I’ll be perfectly honest. I wasn’t expecting to get anything at all from her this year, because I know she found this blog and the things I’ve written about her haven’t been all that nice.

I haven’t actually spoken to my mother in three years. Though I never officially went “No Contact” with her, I just stopped calling her (or accepting her calls) because talking to her is very triggering for me. I always feel like a stupid little child in her presence–even on the phone (and I hate phones anyway). I always hang up feeling diminished as a human being. Her verbal abuse of me has always been somewhat subtle but it’s definitely there. I do still have contact with her via email and mail though. We send each other birthday and Christmas cards, but that’s about it. I don’t see any reason to stop doing those things.

I started this blog primarily to come to terms with and deal with my feelings about my psychopathic malignant narcissist ex after I finally got the courage to make him leave. But I couldn’t write about narcissism without thinking of the patterns in my life–especially my pattern of always being drawn to narcissists (and having them drawn to me) due to having been raised by a narcissistic mother and an enabling dad.

I haven’t posted much about my mother lately, partly because I know she probably reads this blog, but also because I’m having doubts about how malignant she actually was. She certainly was nowhere near as bad as my ex. A malignant narcissist or psychopath likes to see others suffer and deliberately hurts others for their own pleasure. My mother isn’t like that. There’s no doubt she’s very narcissistic and self involved–but she isn’t vindictive and doesn’t necessarily punish or deliberately hurt people who have crossed her. She usually just ignores them and acts like they no longer exist. I suppose that in itself could be a form of punishment though.

You may think she sent me the birthday card and gift as a form of Hoovering me back into the family or as a last ditch attempt to get narcissistic supply from me. I don’t think either is the case. I actually think my mother wants little to do with me at all. Of course that hurts, but I’ve grown used to it. I think things were like that long before I started this blog.

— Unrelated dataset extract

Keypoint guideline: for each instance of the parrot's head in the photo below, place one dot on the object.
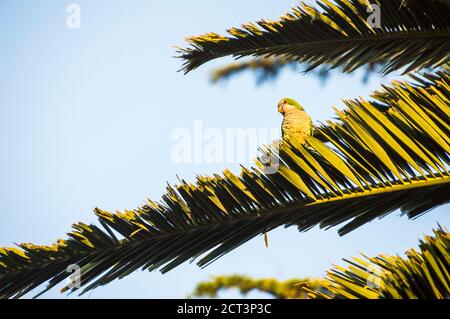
(288, 104)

A few years ago, she might have tried to coerce me into providing her with more narcissistic supply through love bombing, because I would actually provide it. But I haven’t given her any supply in three years, and she has other resources now (other family members). So I doubt she is actually trying to get anything from me.

It could be a way of keeping me off balance too, but something tells me that isn’t it. It just doesn’t seem like something she would do. She isn’t that smart or cunning.

So here is what I think. I think that she does have some rudimentary maternal love for me. Garden variety NPDs aren’t entirely incapable of love. It’s also possible she may have had her eyes opened in reading this blog, and knows she is narcissistic. She may realize she wasn’t a good parent, but as a narc, she isn’t going to be caught dead admitting it, especially to me. Maybe her gift to me and its warm birthday message was a sort of indirect admission of culpability. If so, she will most likely take that knowledge to the grave with her and I will never know.